In the speed forming process, the tool moves over the workpiece and removes chips in a way similar to planing. The chips are formed by the cutting edge and the feed is generated by the machine. The spindle does not rotate; the axes generate the feed. Philipp Dahlhaus, Head of Product Management at Horn: “The process is analogous to broaching. However, speed forming is only intended for external use on a milling machine, whereas broaching is used for internal and external machining on lathes.” Speed forming produces deep, narrow grooves that might be difficult to machine efficiently with a milling cutter due to an unfavourable length-to-diameter ratio, for example. Furthermore, this process is also a sensible choice for applications in which side milling cutters cannot be used due to interference. Speed forming can be used for shaped grooves as well as straight grooves. The tool itself is based on the Horn type 105 tool system. The tool is very narrow but is also extremely stable due to its geometry. The geometry is a key property of the tool, as it is particularly important that the chip tapers appropriately in the case of narrow grooves. In addition to standard tools – all equipped with chipbreaker geometries – the tool is also available as a special customised for the application.

In practice

A slightly modified customer component (image 1) from tool and mould making serves as a practical example. The dimensions of the groove are 7 x 2 mm. “A previous attempt to produce this groove with an end mill was not economical, as the length-to-diameter ratio is relatively large,” says Philipp Dahlhaus. The spindle speed was also limited in this example. Furthermore, the guide holes result in interference, which means that a side milling cutter cannot be used. Due to these circumstances, the customer decided to use speed forming. Philipp Dahlhaus explains: “The process starts in the central guide hole in the Z direction. As the tool is very narrow, the chip thickness is 0.03 mm. With a wider tool, a chip thickness of up to 0.15 mm per stroke is possible, depending on the material. The machine generates a cutting speed of v_c = 60 m/min, depending on the machine and its dynamics.” Coolant is used as a general rule with this type of machining. For this reason, all tool holders feature internal cooling to ensure that the cutting edge is cooled efficiently. Furthermore, it is important that the axis is clamped when the tool is positioned in the machining direction so that the tool moves in a stable manner. The types of groove that can be machined – straight, curved or undulating – largely depends on the machine control. When moving in a curve, for example, the tool must be adjusted accordingly. Some machine manufacturers already offer the requisite cycles. In the case of the component in the example, the following improvements were achieved: time saving of 52 per cent compared to milling, which frees up 8 hours of machine capacity based on an order volume of 100 components. In addition to the time saving, process reliability was another important factor. The speed forming process is much more stable than milling, as the milling cutters used previously would often break due to their length-to-diameter ratio. This was down to the chips that would get stuck in the groove. The chipbreaker geometry used in speed forming offers significant advantages in this respect.
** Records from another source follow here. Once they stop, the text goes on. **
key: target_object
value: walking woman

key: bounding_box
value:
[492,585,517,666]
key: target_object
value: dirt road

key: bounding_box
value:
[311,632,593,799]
Overview of the speed forming process

Paul Horn GmbH has developed a range of speed forming tools for machining deep, narrow grooves into cubic workpieces with maximum productivity. To create deep and narrow grooves (with a width of two to three millimetres), tool and mould makers generally use milling cutters with a large length-to-diameter ratio. Due to the high risk of breakage, relatively low feed rate and infeed settings have to be selected. However, thanks to its speed forming tools, Horn now allows the creation of grooves up to 20 mm deep, quickly and cost-effectively. The tools are based on the Supermini 105 system. As with broaching, the tool travels along a programmed path with a fixed spindle orientation. The maximum infeed for the individual cutting strokes is 0.3 mm with a fast feed rate (maximum 60 m/min). Additionally, the tool can be combined with a cutting cycle for producing curved or undulating grooves. This makes it a highly productive solution for creating cooling fins or reinforcing ribs on a housing, for example. When used with appropriate machines and components, the tools achieve shorter machining times since the teardrop shape of the Supermini system is able to withstand higher loads, thereby allowing infeed in the direction of cutting. Some machine manufacturers are already developing appropriate cycles for curved grooves. As for programming straight grooves, experienced CNC programmers will find it fairly straightforward. All versions feature internal coolant supply.